TSC wants Sossion and the secretary general Mudzo Nzili jailed for disobeying the court order to call off the strike and the hearing of the case will continue Wednesday.
It emerged authorities are contemplating closing primary schools earlier to buy time.
“The best option would be to close down schools to buy the Government time to deal with the crisis. But that is a decision that will be taken at higher levels,” a senior education official told The Standard on condition of anonymity because of the sensitivity of the issue.
Officials reckon the strategy will ease the pressure on the impact of the strike with the perception of ‘normal’ holiday, and also extend the economic sanctions on teachers.
Striking teachers will be without pay for three months since TSC froze their salaries in June.
“Some of the teachers are yet to pay rent for the month of June. They also have bank loans to service and none of them would entertain a three months pay freeze,” said a senior government official.

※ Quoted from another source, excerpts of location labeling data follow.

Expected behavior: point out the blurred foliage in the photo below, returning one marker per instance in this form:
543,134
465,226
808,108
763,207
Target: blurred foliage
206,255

Tuesday, Lengoiboni said TSC had released June pay for secondary school teachers represented by Kenya Union of Post Primary Education Teachers (Kuppet) that recently reached a deal with the Government.
“We have made the payments and we expect all of them to have received their salaries by end of the week,” he explained.
But the early closure of schools will worsen the crisis for public schools that are already behind schedule to cover the syllabus. By the end of this week, students will have lost 108 lessons translating to some 72 hours study time.
Schools are yet to write their mock examinations and other second term school activities have also been suspended. This will have a spillover effect into the third term possibly disrupting national examinations. The third term had earlier been planned to have 11 weeks, starting from September 2 to November 15.
Last year’s strike saw examination time pushed forward by some three weeks. Parents have expressed fears that performance of public schools could be affected. The Government has flatly rejected teachers ’ demands for house allowance equal to half of the basic salary because other civil servants whose allowance compares with that of teachers will demand a pay rise.
There are more than twice as many civil servants as teachers and should they press for equal allowances the public sector wage bill would balloon. Tuesday, TSC, the teachers’ employer, asked all qualified teachers who are not in employment to register with the staffing officers at County and Sub-County levels in districts they wish to work.
Lengoiboni said teachers of 45 years and above will be given priority in the exercise that starts immediately. “All those who wish to be put in the TSC inventory should register with staffing officers by Friday, 19th July, 2013,” he said.
He said interested teachers should be holders of minimum of P1 for primary school teachers and diploma in teacher education for secondary teachers. “Teachers who are qualified but have not been registered with the TSC as required under the TSC Act, 2012 and wish to be considered will be advised on how to apply online at the County and Sub-County level.
Lengoiboni said secondary teachers must have at least two teaching subjects relevant to the curriculum. A senior Knut official protested the strong arm tactics by the Government, including the court case claiming the State is keen to have the two officials jailed to slow down teachers strike.
‘They know that once Sossion is jailed the union will be demoralised. Teachers will react but for how long will they do that? That they will eventually go back to class,” said the official, who is also a member of Knut steering committee.
He however declared even if Sossion and Nzili are jailed the union has set a “ring of battalion” to lead the teachers’ strike.
The union Sunday turned down a negotiated offer that would have earned their members the disputed allowances in two phases starting this financial year.
Knut demanded Sh47 billion to fully implement their allowances as per the 1997 agreement.
However, the union negotiated a deal with president Uhuru Kenyatta, through the secretary to the cabinet Francis Kimemia and labour secretary Kazungu Kambi and even drafted a return to work formula that was rejected Sunday by the union’s National Executive Council.